When Ince decided to enter independent production with the New York Motion Picture Company, he invited Ethel to come to California with him as his leading lady. Also in the group was cinematographer Ray Smallwood, who would later become a director and whom Ethel married in 1912. In 1913, Carl Laemmle asked Ethel to return to his company, along with her husband Ray Smallwood. Ethel was the company’s leading star, billed as “The Imp of the Imp Company.” For Laemmle, Ethel starred in both Western and comedy shorts, and she played the title role in IMP’s two-reel adaptation of “Jane Eyre” (1914).

Ethel also starred with Matt Moore and Jane Gail in George Loane Tucker’s production of “Traffic in Souls” (1913), a melodrama of white slavery, produced in secrecy without Laemmle’s approval. The total budget of the film was less than $6,000, raised by Tucker, director Herbert Brenon and others. Aside from the white slavery theme and what that implies, there is nothing sexual in the film.

“Traffic in Souls” (1913) is important as one of America’s first feature-length productions and for its semi-documentary quality with exteriors on the streets of New York City and for an innovative panoramic shot.

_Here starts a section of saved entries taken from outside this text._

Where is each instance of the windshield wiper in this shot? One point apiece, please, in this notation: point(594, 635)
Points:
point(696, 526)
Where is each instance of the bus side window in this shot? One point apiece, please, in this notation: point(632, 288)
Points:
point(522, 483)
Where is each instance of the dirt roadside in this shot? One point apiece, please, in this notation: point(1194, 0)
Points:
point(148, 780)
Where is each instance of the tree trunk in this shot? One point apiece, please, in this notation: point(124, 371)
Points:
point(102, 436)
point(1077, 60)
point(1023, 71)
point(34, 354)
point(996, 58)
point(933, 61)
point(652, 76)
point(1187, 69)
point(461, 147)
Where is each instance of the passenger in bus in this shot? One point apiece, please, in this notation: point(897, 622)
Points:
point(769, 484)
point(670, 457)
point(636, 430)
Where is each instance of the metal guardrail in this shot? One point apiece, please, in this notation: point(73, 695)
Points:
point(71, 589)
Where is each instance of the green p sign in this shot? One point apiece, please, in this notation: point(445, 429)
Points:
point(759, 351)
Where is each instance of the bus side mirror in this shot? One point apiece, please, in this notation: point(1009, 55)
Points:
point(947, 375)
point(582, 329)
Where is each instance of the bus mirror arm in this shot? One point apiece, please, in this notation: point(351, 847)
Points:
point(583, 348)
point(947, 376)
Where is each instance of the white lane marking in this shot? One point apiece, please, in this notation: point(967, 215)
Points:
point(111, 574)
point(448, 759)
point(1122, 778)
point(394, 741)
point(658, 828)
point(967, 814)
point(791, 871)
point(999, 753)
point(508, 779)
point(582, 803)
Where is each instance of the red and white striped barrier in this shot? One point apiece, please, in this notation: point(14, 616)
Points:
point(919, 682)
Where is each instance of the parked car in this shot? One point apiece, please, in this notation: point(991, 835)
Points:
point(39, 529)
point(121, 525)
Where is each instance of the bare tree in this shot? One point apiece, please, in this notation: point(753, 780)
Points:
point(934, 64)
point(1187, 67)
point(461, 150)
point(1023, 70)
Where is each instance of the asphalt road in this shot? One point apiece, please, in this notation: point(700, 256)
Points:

In 1914, Ethel and Smallwood left Laemmle and formed their own production company, the Smallwood Film Corporation, operating out of a rental studio at Central Park West and Amsterdam Avenue in New York City. The company was relatively short-lived, and in 1915, Ethel retired from the screen in order to take care of her infant son. When Smallwood was hired by Metro to head its camera department, Ethel came with him back to Los Angeles. Smallwood turned to direction in the early 1920’s, and Ethel returned briefly to the screen with “Garments of Truth” (1921), “The Hunch” (1921), and “A Tailor-Made Man” (1922).

As the years progressed, Ethel lost the ability to speak. It was as if she had literally regressed to being once again a silent star. Ethel died on September 27, 1988. She was 94 years old. Even though Ethel Grandin is largely forgotten today, her most notable film, “Traffic in Souls” (1913) is available on dvd and it’s worth a look.